Jack Dorsey was once a boy in St. Louis, Mo., obsessed with city maps.
He’s now the reason why you’re single.
Dorsey launched Twitter in 2006. He wanted the site to be like a city map come to life, where tweeters, like taxi drivers over radios, could communicate information about themselves, adding a human element that ordinary maps lack.
Sounds like a far-fetched idea, but it wasn’t. Five years later, Dorsey’s site now boasts about 8 million users with an $8 billion net worth. Twitter has a priceless cultural value, too; many protesters coordinated their movements by tweeting in the Middle East earlier this year, proving that 140 characters can do more than sum up that awesome sandwich you ate for lunch.
But single people, more than anyone, are aware of Twitter’s pitfalls.
Last week, the Huffington Post ran a story about a survey proving that Twitter users, on average, have shorter relationships than “everyone else.”
Come on, I thought. Can Twitter really be blamed for our shortcomings? After all, it’s just Twitter. It’s all links and updates and “White Girl Problems,” hardly anything that could kill your love life.
But maybe I’m wrong.
With its 140-character limit and ever-active timeline, Twitter is a dream come true for people with attention spans shorter than a goldfish’s.

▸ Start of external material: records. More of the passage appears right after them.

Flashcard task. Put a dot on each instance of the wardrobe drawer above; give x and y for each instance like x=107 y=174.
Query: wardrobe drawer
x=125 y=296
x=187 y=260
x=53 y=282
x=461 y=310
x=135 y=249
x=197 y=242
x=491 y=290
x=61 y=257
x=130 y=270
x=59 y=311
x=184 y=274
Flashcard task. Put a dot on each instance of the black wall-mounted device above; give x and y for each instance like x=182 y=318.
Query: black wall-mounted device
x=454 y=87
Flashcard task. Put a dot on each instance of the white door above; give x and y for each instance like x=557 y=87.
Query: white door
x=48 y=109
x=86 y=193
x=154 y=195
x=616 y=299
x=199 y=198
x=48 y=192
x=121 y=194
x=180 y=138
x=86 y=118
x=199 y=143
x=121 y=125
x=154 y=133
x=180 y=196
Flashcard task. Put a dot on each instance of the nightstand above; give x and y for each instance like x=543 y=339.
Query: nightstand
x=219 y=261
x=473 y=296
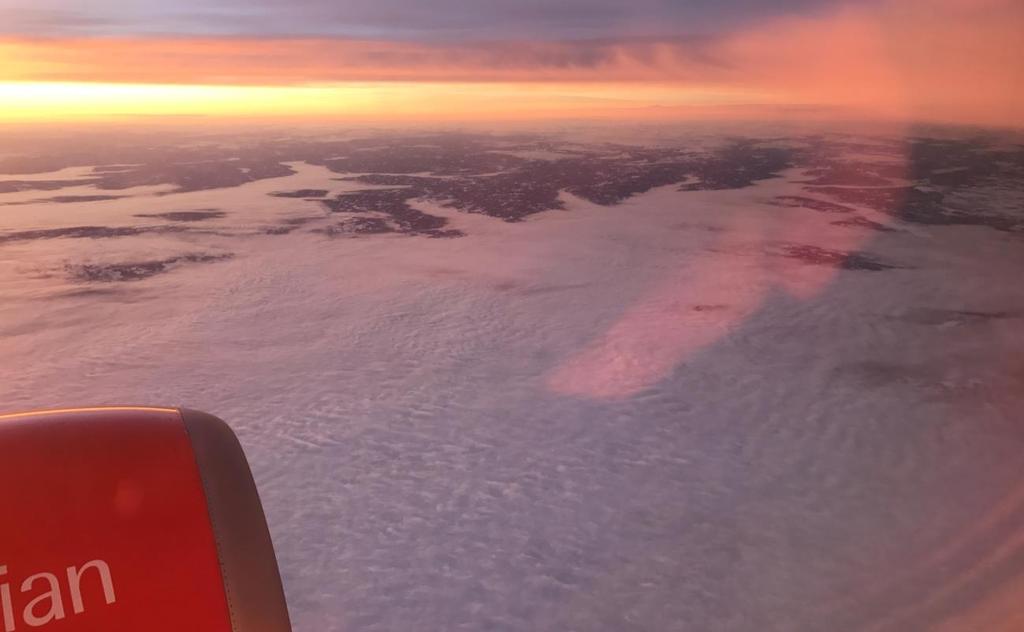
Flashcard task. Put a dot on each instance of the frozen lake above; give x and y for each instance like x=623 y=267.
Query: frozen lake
x=730 y=408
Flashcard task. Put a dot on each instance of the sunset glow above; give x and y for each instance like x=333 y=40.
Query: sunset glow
x=364 y=100
x=895 y=58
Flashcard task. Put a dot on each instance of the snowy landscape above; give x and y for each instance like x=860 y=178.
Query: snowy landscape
x=729 y=381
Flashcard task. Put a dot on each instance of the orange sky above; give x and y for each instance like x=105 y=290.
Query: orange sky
x=956 y=60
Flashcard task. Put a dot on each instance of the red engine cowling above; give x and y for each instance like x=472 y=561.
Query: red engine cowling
x=132 y=519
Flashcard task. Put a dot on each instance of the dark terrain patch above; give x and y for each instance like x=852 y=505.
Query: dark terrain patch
x=863 y=222
x=186 y=216
x=710 y=307
x=836 y=258
x=136 y=270
x=302 y=193
x=84 y=233
x=810 y=203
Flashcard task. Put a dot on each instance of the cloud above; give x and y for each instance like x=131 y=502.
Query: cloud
x=408 y=19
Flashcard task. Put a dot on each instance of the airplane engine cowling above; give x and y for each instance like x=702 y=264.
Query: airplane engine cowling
x=132 y=519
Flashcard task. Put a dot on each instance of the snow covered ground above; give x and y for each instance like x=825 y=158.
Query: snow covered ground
x=662 y=415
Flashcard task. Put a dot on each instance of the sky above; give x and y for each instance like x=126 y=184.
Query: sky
x=952 y=60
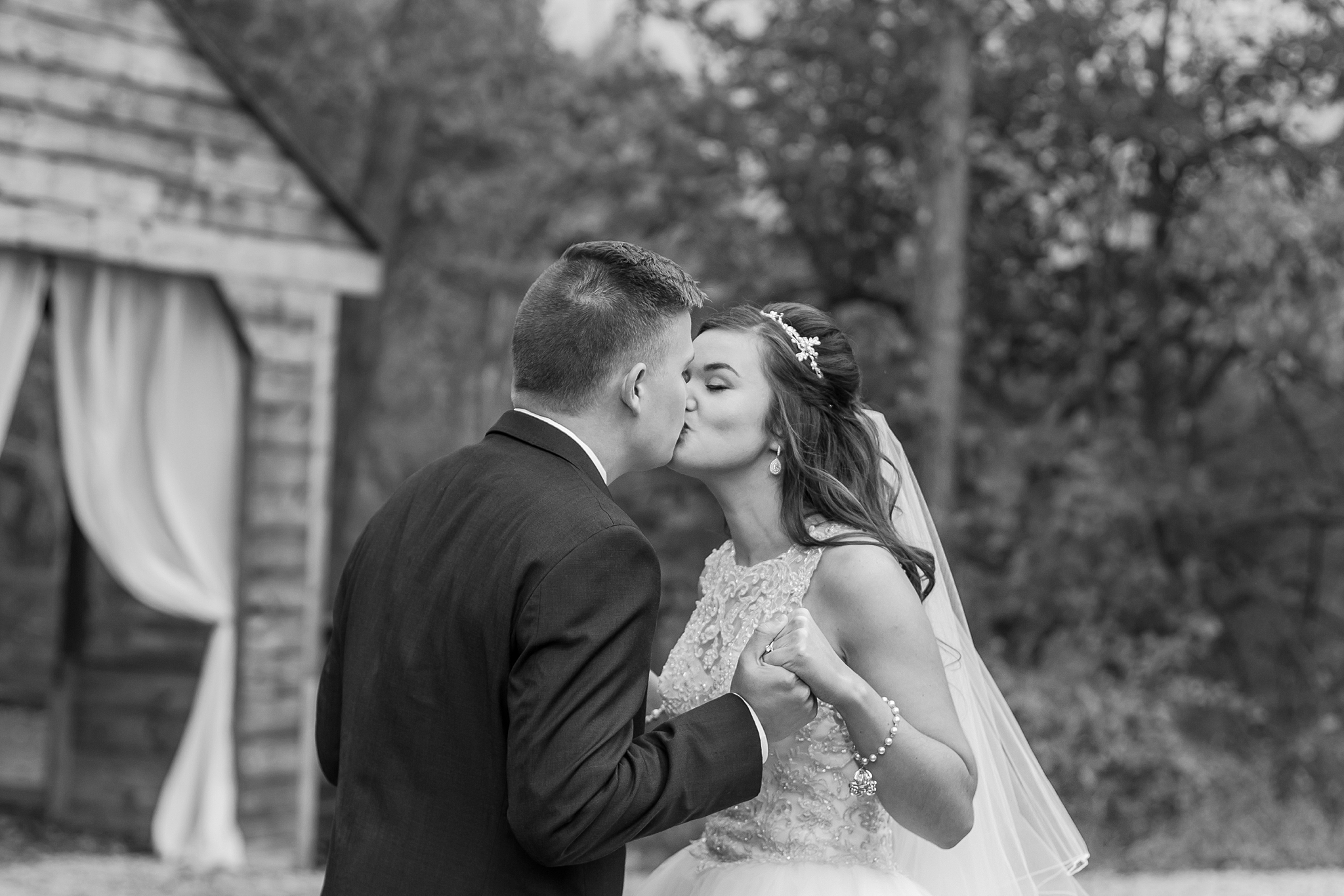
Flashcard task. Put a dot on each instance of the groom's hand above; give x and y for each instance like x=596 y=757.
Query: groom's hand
x=780 y=699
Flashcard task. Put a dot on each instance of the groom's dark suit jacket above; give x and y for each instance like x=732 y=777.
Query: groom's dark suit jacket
x=482 y=710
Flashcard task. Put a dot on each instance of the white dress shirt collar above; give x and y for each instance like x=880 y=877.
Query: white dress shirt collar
x=570 y=433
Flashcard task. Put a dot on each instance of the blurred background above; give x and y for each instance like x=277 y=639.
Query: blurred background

We go from one thought to the next, never exploring or committing to one. We follow new faces every day and unfollow ones that bore us.
Maybe Twitter isn’t the culprit of our break-ups, but it’s a good metaphor for our dating habits. And to that I say: no wonder we’re alone.
But Twitter can be twisted into a less-than-innocent game of telephone, which is why it’s a danger to romance. While discussing this over break, my friends and I decided passive-aggressive tweets are kisses of death to relationships.
In the early stages of dating, indirect tweets are so tempting. Have a rough first date? A funny tweet here and there will be sure to entertain your followers. Realize that some song lyrics perfectly depict your head-over-heels feelings for someone? Making ’em public isn’t a crime — go for it.
Sure, that’s all fun and games in the beginning, but indirectly airing your dirty laundry once a relationship sours is just poor etiquette.
Take my friend, for example, who once had a summer love tweet something along the lines of “F U” a few days after they decided to stop seeing each other. Assuming the message was directed to her, she called her ex-suitor and asked why he’d do such a thing.
“What? That was about my boss,” he claimed.
Of course, this did nothing to quiet her suspicions. The message had to have been about her, she decided — why wouldn’t it have read, “F U, boss” if it wasn’t? Or, “I hate my boss. But just my boss. Not you.” Why so indirect? Why, why, why?
Sadly, there are plenty other types of maddeningly vague tweets that, by the end of our live-tweeted relationships, come all too naturally. With 140 characters drenched in passive aggression, we can say anything to the people from our pasts — without actually saying it to them. Then we can let them spend the rest of the afternoon pondering if they are vain, or if we are just jerks. Doesn’t that sound like time well spent?
I can’t even say if I have been the subject of such tweets because, well, how would I know? That’s the problem: all this indirect communication gives us no sturdy ground to stand on, no concept of reality.
So, you don’t have to trust me. If I were a relationship expert, I’d be able to keep one alive, right?
Well, I’m getting there. In the meantime, I remain an expert on what not to do, and although that doesn’t help me much, it could help you.
My advice? Don’t use Twitter. Too late? Use it wisely.
Remember that people do read it because, contrary to what you may think, they do care. So if you’ve got something worth saying, whether it be how happy you are to have someone, or how happy you are to be without someone, send that sentiment directly to them via anything but Twitter.
As for the rest of us, nobody is attracted to angry tweets or emo song lyrics. In fact, by telepathically communicating with people you used to date, you’re creating an entirely new audience: people who will never want to date you.